Mass moss mess
/The one thing you discover when you start rigging CCTV all over the place is this: there is never enough.
I wasn't at home today, so I was reliant on checking our two home-bound disabled bees via skype and an HD camera in their tub. The setup works brilliantly actually and the Microsoft HD camera is superb quality. But, there are always blind spots in the view which need filling with other cameras!
The view this morning in the box was crazy - mayhem had occurred in the small hours with moss being tossed all over the box and flowers with honey-water cast aside with abandon. I was a bit concerned, actually, that all the food supply might have been destroyed. It was made a bit worse by the fact I was viewing the iPhone the wrong way round so not all of the picture was showing: which gave the impression that the camera itself had been moved, which was really quite incomprehensible!
"Big Bee" (not named yet) was going a bit beserk every time I looked - it wasn't really clear what was going on. Was it looking for a way out of the box after 36 hours of reasonable calm? Was it hungry? Was it resorting to some sort of "nest fixing" behaviour (I use "fixing" in the loosest possible sense). Don't really know.
For a while we were concerned for the whereabouts and welfare of Holly - until eventually I saw her; and again periodically throughout the day. At about 6.30pm she was on one of the flowers for a good 10 - 15 minutes, hopefully having a good drink of whatever was left. I managed to grab a screen shot from the iPhone.

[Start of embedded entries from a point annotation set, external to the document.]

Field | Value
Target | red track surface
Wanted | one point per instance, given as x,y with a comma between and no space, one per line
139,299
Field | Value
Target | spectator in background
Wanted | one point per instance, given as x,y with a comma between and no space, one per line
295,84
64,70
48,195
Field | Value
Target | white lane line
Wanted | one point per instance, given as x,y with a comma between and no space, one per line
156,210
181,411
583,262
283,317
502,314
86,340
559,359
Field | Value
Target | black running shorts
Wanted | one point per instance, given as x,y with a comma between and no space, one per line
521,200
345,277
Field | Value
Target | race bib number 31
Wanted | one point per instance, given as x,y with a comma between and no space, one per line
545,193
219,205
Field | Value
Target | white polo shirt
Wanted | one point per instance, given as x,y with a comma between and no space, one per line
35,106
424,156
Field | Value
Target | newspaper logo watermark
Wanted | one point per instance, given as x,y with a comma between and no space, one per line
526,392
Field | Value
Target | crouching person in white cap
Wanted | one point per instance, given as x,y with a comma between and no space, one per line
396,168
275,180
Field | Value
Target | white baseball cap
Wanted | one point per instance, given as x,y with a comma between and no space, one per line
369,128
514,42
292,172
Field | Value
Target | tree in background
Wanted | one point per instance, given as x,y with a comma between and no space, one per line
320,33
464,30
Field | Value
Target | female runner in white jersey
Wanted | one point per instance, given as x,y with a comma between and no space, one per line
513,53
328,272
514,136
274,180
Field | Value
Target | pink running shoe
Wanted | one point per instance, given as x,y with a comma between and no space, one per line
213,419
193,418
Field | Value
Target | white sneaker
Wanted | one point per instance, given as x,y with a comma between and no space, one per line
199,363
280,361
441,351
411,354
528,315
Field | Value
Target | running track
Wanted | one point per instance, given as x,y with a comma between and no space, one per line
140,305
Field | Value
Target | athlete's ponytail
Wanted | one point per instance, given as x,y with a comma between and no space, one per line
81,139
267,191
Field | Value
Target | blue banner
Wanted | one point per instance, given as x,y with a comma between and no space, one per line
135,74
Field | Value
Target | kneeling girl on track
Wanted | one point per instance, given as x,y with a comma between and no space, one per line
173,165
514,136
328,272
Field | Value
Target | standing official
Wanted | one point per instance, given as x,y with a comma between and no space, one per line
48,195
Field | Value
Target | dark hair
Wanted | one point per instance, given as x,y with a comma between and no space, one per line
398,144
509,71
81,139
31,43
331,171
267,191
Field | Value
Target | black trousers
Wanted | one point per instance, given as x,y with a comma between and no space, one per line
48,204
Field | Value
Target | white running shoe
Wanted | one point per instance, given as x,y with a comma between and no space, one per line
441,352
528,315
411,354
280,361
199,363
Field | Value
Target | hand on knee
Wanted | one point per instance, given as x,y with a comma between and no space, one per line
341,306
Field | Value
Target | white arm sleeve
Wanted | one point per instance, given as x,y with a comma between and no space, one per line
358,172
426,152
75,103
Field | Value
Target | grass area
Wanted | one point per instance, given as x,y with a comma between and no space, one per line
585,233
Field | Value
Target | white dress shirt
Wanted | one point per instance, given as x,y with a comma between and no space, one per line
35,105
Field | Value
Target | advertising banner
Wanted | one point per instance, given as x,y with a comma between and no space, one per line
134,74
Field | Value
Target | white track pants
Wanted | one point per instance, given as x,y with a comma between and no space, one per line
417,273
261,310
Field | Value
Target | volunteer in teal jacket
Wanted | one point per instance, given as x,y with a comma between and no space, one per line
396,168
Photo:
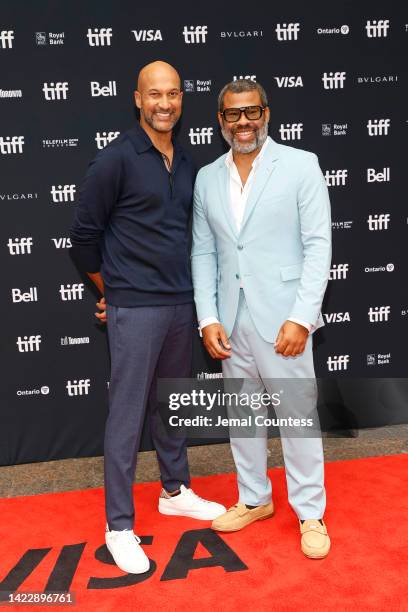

Overall she was pretty calm today from what I could tell - certainly not prodding and shoving "Big bee", at least while on camera. So, a slight change in behaviour. I wonder if "Big bee" had been exerting a bit more dominance? Certainly the way it was racing round the box and leaving chaos everywhere was a change in behaviour too.
I really don't quite know what to make of today's behaviour - it was all a bit frantic and at times a little concering; and only a closer inspection once home will reveal more of what has been going on and whether out two bees are co-operating or not.
One of my thoughts is whether the moss has been moved to the centre of the box (this would mimic the structure of the Koppert Hive we have outdoors) - which would be a truly fascinating discovery if it has: our first real evidence that our bees are organising their environment as they see fit.